Comment by slopinthebag
8 hours ago
I think the industry has leaned waaay too far into completely autonomous agents. Of course there are reasons why corporations would want to completely replace their engineers with fully autonomous coding agents, but for those of us who actually work developing software, why would we want less and less autonomy? Especially since it alienates us from our codebases, requiring more effort in the future to gain an understanding of what is happening.
I think we should move to semi-autonomous steerable agents, with manual and powerful context management. Our tools should graduate from simple chat threads to something more akin to the way we approach our work naturally. And a big benefit of this is that we won't need expensive locked down SOTA models to do this, the open models are more than powerful enough for pennies on the dollar.
I'm hearing this more and more, we need new UX that is better suited for the LLM meta. But none that I've seen so far have really got it, yet.
When you steer a car, there isn’t this degree of probability about the output.
How do you emulate that with llm’s? I suppose the objective is to get variance down to the point it’s barely noticeable. But not sure it’ll get to that place based on accumulating more data and re-training models.
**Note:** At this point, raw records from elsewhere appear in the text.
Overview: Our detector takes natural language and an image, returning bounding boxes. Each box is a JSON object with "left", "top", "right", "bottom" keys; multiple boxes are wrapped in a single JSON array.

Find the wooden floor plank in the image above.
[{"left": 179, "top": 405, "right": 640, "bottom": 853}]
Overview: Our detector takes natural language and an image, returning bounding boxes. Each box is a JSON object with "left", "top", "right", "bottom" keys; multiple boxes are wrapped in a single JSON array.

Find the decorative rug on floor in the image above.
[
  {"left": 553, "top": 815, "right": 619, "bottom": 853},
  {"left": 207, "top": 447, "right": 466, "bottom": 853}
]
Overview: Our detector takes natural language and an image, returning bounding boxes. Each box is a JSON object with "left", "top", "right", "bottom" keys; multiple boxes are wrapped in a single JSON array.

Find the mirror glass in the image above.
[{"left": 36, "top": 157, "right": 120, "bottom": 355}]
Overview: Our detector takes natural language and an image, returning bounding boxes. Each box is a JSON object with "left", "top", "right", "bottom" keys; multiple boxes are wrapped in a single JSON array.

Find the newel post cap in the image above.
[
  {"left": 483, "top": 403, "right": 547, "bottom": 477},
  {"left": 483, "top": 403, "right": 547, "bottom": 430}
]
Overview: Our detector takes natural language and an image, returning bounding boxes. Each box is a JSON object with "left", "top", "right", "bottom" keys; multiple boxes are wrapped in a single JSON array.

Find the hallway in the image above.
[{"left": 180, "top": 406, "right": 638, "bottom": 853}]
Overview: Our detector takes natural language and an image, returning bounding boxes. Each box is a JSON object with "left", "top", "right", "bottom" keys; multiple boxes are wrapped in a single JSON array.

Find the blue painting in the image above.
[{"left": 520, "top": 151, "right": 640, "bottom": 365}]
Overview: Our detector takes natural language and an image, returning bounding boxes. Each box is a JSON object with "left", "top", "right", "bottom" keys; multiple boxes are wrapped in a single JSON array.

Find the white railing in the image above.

Well, the point is by steering it you can get both more expected/reproducible output, and you can correct bad assumptions before they become solidified in your codebase.
You can get pretty close to reproducible output by narrowing the scope and using certain prompts/harnesses. As in, you get roughly the same output each time with identical prompts, assuming you're using a model which doesn't change every few hours to deal with load, and you aren't using a coding harness that changes how it works every update. It's not deterministic, but if you ask it for a scoped implementation you essentially get the same implementation every time, with some minor and usually irrelevant differences.
So you can imagine with a stable model and harness, with steering you can basically get what you ask it for each time. Tooling that exploits this fact can be much more akin to using an autocomplete, but instead of a line of code it's blocks of code, functions, etc.
A harness that makes it easy to steer means you can basically write the same code you would have otherwise written, just faster. Which I think is a genuine win, not only from a productivity standpoint but also you maintain control over the codebase and you aren't alienated or disenfranchised from the output, and it's much easier to make corrections or write your own implementations where you feel it's necessary. It becomes more of an augmentation and less of a replacement.
You wrote all that and didn’t address the question lmao.
There’s diminishing returns and moreover this idea that people are holding it wrong / they need to figure out the complexity goes against all that has been done over the past 30 years : making things simpler.